Even in areas or countries where outbreaks are currently occurring, the likelihood of infected poultry entering an industrialized slaughtering and processing chain, and eventually being marketed and handled by a consumer or a restaurant worker, is considered to be very low, FAO/WHO said. Good hygienic practices during preparation and cooking poultry at temperatures of 70°C or above will further contribute to the safety of cooked poultry meat.

Proper vaccination of domestic poultry is considered to be a useful tool as part of an overall integrated strategy for the control of HPAI. It must be implemented in accordance with existing standards and procedures for vaccination. With appropriate monitoring programs in place, vaccinated poultry can enter the food chain without particular risk for the consumer.

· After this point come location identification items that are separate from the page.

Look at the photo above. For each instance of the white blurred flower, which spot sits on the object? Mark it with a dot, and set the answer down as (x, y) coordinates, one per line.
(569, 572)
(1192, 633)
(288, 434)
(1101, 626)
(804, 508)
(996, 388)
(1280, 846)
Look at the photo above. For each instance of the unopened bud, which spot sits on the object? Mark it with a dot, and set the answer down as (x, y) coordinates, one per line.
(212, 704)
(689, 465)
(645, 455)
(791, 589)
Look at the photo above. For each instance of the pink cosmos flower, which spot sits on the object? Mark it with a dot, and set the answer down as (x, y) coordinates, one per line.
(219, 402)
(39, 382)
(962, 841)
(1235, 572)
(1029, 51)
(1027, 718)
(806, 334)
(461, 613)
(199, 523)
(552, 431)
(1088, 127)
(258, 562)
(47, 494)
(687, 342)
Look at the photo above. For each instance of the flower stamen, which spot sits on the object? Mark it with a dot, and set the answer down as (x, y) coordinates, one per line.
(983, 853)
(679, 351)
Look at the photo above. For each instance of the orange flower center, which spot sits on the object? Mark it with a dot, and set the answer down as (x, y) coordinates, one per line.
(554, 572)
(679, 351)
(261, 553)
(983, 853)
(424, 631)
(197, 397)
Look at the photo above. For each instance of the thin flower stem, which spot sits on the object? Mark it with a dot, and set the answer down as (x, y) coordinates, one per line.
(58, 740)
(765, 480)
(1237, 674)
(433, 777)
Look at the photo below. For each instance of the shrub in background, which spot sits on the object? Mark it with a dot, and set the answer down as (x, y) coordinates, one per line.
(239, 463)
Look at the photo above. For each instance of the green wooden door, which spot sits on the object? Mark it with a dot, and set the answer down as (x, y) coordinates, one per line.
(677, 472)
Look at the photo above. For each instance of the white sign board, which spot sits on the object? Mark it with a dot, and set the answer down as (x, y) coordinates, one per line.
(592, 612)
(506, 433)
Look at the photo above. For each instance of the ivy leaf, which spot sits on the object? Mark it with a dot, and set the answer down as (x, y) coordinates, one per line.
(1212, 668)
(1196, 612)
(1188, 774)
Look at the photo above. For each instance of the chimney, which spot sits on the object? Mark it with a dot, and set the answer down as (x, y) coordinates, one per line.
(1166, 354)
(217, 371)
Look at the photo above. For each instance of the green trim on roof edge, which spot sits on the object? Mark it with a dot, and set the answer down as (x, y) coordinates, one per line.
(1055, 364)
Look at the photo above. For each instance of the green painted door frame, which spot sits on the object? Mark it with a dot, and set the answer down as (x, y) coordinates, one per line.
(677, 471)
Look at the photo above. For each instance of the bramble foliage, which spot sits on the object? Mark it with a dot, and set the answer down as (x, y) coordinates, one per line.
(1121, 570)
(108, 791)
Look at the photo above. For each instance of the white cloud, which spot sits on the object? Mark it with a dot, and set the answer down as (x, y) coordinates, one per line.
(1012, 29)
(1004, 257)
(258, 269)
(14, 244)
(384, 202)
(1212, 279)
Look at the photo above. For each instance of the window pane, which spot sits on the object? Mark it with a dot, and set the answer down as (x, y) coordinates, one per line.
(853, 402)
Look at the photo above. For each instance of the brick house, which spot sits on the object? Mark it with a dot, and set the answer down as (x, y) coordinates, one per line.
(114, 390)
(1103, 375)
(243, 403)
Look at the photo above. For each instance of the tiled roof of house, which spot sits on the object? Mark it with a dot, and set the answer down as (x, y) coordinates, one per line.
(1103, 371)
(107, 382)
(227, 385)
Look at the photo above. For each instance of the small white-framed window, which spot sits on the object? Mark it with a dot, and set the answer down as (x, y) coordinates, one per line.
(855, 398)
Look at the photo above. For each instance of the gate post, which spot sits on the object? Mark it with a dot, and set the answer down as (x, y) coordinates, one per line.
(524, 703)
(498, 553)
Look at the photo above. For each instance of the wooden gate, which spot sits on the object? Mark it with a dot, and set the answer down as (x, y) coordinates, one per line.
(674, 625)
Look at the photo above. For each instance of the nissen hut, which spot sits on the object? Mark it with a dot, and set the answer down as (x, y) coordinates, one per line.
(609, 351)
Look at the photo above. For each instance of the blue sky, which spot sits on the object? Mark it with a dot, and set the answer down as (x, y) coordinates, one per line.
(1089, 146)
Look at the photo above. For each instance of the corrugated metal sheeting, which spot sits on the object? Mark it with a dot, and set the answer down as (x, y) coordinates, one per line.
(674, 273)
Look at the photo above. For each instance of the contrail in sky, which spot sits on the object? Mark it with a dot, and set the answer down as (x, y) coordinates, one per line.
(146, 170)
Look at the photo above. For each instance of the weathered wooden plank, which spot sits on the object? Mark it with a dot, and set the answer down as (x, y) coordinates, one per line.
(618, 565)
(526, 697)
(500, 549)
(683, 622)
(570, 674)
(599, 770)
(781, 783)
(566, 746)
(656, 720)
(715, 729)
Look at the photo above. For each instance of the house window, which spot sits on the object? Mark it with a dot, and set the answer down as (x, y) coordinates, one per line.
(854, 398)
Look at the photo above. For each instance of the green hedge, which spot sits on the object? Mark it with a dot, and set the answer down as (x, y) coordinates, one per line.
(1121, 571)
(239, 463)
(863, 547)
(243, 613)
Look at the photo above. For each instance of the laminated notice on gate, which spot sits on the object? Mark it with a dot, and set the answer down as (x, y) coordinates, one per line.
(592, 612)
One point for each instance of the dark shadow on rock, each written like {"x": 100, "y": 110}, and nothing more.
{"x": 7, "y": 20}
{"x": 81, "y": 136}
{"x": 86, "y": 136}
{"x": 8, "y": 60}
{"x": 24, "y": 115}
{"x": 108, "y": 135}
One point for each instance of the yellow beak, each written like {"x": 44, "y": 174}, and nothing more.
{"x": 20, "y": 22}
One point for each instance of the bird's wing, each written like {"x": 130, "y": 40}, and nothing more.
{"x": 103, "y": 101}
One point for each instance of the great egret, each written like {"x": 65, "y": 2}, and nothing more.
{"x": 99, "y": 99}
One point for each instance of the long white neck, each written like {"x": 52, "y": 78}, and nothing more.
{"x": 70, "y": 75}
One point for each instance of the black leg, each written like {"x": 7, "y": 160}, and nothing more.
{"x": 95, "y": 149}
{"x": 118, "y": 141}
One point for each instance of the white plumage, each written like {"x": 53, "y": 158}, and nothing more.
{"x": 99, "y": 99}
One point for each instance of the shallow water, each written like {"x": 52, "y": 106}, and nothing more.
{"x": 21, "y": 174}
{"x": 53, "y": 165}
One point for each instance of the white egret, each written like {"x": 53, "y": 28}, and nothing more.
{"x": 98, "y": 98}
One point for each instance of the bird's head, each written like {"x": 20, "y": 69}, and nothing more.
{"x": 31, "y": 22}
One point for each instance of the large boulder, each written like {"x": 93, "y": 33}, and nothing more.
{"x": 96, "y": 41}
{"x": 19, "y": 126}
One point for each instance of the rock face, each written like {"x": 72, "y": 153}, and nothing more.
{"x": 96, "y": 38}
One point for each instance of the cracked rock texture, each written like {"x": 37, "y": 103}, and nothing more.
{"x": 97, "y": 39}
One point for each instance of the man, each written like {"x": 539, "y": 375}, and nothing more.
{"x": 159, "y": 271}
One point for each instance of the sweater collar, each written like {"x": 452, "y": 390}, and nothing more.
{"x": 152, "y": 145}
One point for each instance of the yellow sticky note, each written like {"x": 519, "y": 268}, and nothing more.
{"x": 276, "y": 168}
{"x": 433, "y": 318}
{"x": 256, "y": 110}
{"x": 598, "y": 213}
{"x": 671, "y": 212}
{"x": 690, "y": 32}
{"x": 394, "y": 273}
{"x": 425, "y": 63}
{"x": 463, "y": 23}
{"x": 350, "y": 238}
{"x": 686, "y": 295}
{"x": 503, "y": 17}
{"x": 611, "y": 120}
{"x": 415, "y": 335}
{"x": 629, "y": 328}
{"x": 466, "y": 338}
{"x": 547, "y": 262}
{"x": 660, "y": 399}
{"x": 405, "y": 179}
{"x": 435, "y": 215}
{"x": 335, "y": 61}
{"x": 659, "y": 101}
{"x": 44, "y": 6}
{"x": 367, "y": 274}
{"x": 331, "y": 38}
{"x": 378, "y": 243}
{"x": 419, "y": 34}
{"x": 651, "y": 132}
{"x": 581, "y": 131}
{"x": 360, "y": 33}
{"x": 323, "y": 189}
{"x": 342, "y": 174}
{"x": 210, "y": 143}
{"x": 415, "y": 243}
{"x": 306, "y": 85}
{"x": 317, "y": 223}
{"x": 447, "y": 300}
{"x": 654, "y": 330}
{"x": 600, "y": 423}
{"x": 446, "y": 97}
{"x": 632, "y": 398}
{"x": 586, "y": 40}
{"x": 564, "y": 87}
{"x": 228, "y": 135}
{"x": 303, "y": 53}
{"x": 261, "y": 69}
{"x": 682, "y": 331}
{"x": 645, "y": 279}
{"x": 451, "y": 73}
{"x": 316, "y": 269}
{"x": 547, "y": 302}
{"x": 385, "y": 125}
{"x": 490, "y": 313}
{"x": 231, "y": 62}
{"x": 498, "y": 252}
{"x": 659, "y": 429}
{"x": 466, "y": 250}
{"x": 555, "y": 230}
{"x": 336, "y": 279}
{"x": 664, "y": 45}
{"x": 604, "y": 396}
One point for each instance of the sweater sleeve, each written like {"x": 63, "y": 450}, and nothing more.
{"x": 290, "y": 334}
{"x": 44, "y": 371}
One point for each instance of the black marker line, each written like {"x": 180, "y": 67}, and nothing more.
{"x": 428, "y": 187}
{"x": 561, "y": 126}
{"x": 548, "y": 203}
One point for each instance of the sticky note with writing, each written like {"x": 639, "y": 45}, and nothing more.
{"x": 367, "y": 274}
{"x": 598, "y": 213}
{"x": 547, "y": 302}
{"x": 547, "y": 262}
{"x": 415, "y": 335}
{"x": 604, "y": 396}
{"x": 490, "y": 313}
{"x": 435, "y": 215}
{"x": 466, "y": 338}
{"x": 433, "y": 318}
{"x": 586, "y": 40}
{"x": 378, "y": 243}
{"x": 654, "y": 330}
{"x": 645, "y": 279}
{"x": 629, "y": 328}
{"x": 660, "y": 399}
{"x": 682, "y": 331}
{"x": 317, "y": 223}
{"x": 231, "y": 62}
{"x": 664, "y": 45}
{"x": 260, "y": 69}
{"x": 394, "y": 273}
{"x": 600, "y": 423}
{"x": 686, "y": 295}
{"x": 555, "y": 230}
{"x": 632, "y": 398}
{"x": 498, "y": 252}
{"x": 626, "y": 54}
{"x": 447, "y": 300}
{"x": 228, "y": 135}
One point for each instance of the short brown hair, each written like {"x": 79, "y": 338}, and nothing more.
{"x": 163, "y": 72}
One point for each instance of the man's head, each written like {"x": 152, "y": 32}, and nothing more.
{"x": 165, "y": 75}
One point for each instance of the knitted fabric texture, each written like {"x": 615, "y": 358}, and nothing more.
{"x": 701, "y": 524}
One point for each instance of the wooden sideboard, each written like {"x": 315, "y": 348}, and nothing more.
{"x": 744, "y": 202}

Highly pathogenic avian influenza virus can be found inside and on the surface of eggs laid by infected birds. Although sick birds will normally stop producing eggs, eggs laid in the early phase of the disease could contain viruses in the egg-white and yolk as well as on the surface of the shell.

Proper cooking inactivates the virus present inside the eggs. Pasteurization used by industry for liquid egg products is also effective in inactivating the virus.

Eggs from areas with outbreaks in poultry should not be consumed raw or partially cooked (i.e., with runny yolk), FAO/WHO advise. To date, there is no epidemiological evidence to suggest that people have been infected with avian influenza by consumption of eggs or egg products.